Ландсман ощущает прикосновение теплой руки, на два градуса теплее нормы. Мысли рванулись быстрее, развернулись знаменем на ветру. До и после. Контакт с Менделем Шпильманом, влажный, электризующий, странным образом благословляющий. Холодный воздух детской комнаты Бины Гельбфиш. Цветущая вагина О'Кифа на стене. Плюшевая собака на книжной полке рядом с часами и сигаретами Бины. И Бина, полулежащая в кровати, опершись на локоть, смотрит на него, как на непослушного ребенка.
– Ты все еще мычишь, когда размышляешь, – говорит она. – Вроде Оскара Петерсона, только без музыки.
– Дьявол! – изрекает Ландсман.
– Что, Меир?
– Бина! – призванный дьявол принес Гурье Гельбфиша, старого, сонного свистящего сурка. Ландсмана мгновенно охватывает древний ужас. – С кем ты там, Бина?

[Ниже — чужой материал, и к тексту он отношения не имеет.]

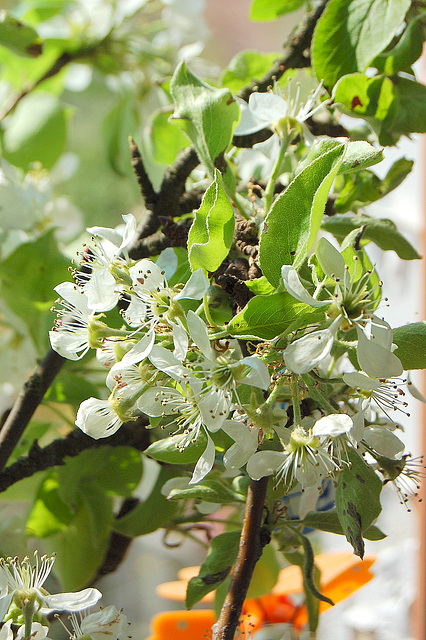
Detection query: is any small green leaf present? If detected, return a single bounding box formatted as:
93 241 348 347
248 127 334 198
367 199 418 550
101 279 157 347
167 479 246 504
185 531 241 609
26 471 75 538
103 93 138 176
222 51 280 93
149 109 189 166
321 214 421 260
145 431 207 464
301 509 386 540
188 169 235 271
227 292 324 340
114 467 178 538
250 0 306 22
334 73 398 124
336 450 382 558
393 320 426 371
170 62 240 176
2 91 69 170
0 11 42 58
371 11 426 76
44 486 113 591
259 143 346 287
312 0 410 89
0 231 69 353
58 446 142 505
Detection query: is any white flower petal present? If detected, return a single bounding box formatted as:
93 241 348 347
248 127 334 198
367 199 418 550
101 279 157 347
121 330 155 365
246 451 286 480
189 434 216 484
155 247 178 280
186 311 215 360
312 413 353 438
283 329 334 373
362 425 405 459
171 323 189 361
357 326 403 378
249 92 288 127
75 398 123 440
343 371 380 391
315 238 346 283
174 269 210 300
240 356 271 389
40 587 102 616
281 264 330 307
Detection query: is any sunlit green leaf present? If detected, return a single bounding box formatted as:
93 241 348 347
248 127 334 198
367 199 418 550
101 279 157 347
185 531 240 609
336 450 382 558
188 170 235 271
312 0 410 89
259 143 346 287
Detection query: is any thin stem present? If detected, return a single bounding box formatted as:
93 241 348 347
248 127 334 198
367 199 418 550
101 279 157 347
263 132 293 215
300 373 337 413
290 374 302 426
212 477 270 640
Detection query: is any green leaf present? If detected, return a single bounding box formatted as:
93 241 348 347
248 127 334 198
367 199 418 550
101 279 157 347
393 320 426 371
0 231 69 353
321 214 421 260
334 73 398 125
227 292 324 340
247 544 281 598
2 91 70 170
297 137 383 175
145 431 207 464
222 50 282 93
44 485 113 591
58 446 142 505
167 478 246 504
391 76 426 134
334 158 414 213
371 11 426 76
336 450 382 558
250 0 305 22
185 531 241 609
26 471 75 538
170 62 240 176
114 467 179 538
259 143 346 287
188 169 235 271
312 0 410 89
102 93 138 176
0 11 42 58
245 276 276 296
301 509 386 540
149 109 188 166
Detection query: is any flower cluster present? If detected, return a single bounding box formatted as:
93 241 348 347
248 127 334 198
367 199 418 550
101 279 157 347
50 215 420 498
0 552 127 640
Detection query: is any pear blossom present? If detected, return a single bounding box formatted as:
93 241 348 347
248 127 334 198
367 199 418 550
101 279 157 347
235 79 324 141
247 426 340 489
0 553 102 619
64 605 127 640
49 282 100 360
79 213 136 312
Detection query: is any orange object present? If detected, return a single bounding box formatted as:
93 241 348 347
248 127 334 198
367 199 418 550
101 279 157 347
147 551 375 640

– Ни с кем, папа, сама с собой; иди спать. – И шепотом: – Что?
Ландсман садится на край кровати. До и после. Возбуждение откровения. И сразу – бездонное сожаление понимания.
– Представляю, что убило Менделя Шпильмана.
– Угу.
– Это не игра. На доске в комнате Шпильмана оказалась проблема. Сейчас это очевидно, и надо было увидеть раньше. Расстановка такая хрупкая… Кто-то навестил Шпильмана в ту ночь, и Шпильман поставил перед посетителем проблему. Сложную. – Уверенными движениями Ландсман распоряжается фигурами на доске. – Белые настроены на продвижение пешки, вот, здесь. И на превращение ее в коня. Это как бы неполное превращение, потому что обычно пешку заменяют ферзем. Белые думают, что, получив этого коня, они получают трехвариантную возможность мата. Но они ошибаются, потому что Дают возможность черным – это Мендель – вытянуть игру. Белые должны игнорировать очевидность. Тусклый ход слоном, здесь, с2. Даже незаметно. Но после этого хода каждый последующий ход черных ведет к мату. Любой ход – самоубийство. Нет хороших ходов.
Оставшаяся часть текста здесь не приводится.